Accepted for/Published in: JMIR Medical Informatics
Date Submitted: Mar 30, 2023
Date Accepted: Jan 14, 2024
Real-World Data Quality Framework for Oncology Research: Implementation and Evaluation for an Oncology Time to Treatment Discontinuation Use Case
ABSTRACT
Background:
The importance of real-world evidence is widely recognized in oncology observational studies. However, the lack of interoperable data quality standards in the fragmented health information technology landscape represents an important challenge. Therefore, adopting validated, systematic methods for evaluating data quality is important for oncology outcomes research leveraging real-world data (RWD).
Objective:
This work aimed to implement real-world time to treatment discontinuation (rwTTD) for a systemic anticancer therapy (SACT) as a new use case for Use-case specific Relevance and Quality Assessment (UReQA), the framework linking data quality and relevance in fit-for-purpose RWD assessment.
Methods:
To define the rwTTD use case, we mapped the operational definition of rwTTD to RWD elements commonly available from oncology electronic health record (EHR)-derived datasets. We identified 20 tasks to check completeness and plausibility of data elements concerning SACT usage, line of therapy (LOT), death date, and length of follow up.

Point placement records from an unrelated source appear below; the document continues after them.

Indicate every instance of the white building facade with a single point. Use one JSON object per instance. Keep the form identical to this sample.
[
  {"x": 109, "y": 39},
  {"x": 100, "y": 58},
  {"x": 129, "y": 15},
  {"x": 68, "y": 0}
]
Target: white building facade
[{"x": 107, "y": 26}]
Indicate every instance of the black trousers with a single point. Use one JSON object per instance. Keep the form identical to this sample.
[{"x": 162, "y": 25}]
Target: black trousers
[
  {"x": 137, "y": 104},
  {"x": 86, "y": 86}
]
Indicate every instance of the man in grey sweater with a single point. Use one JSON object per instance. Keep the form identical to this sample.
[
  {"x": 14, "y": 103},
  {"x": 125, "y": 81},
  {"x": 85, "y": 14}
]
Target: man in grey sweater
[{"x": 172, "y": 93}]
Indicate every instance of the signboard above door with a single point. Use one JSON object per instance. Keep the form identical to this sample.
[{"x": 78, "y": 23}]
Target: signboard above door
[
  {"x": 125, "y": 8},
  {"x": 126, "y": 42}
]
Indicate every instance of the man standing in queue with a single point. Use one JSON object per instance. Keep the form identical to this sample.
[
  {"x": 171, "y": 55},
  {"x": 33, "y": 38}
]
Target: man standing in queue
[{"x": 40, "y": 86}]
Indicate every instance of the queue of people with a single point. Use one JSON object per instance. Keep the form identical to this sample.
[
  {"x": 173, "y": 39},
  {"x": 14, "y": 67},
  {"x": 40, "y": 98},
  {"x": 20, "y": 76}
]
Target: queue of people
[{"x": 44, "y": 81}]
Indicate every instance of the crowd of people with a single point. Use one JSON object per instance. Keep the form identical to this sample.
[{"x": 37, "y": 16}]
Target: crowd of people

Using descriptive statistics, we illustrated how to implement UReQA on two oncology databases (Datasets A and B) to estimate the rwTTD of an SACT drug (target SACT) for patients with advanced head and neck cancer diagnosed on/after January 1, 2015.
Results:
Twelve hundred of 4808 patients (25%) in Dataset A and 237 of 4003 patients (6%) in Dataset B received the target SACT, suggesting better relevance of the former to estimate rwTTD of the target SACT. The two datasets differed with regard to terminology used for SACT drugs, LOT format, and target SACT LOT distribution over time. Dataset B appeared to have less complete SACT records, longer lags in incorporating the latest data, and incomplete mortality data, suggesting lack of fitness for estimating rwTTD.
Conclusions:
Fit-for-purpose data quality assessment demonstrated substantial variability in quality of two real-world datasets. The data quality specifications applied for rwTTD estimation can be expanded to support a broad spectrum of oncology use cases.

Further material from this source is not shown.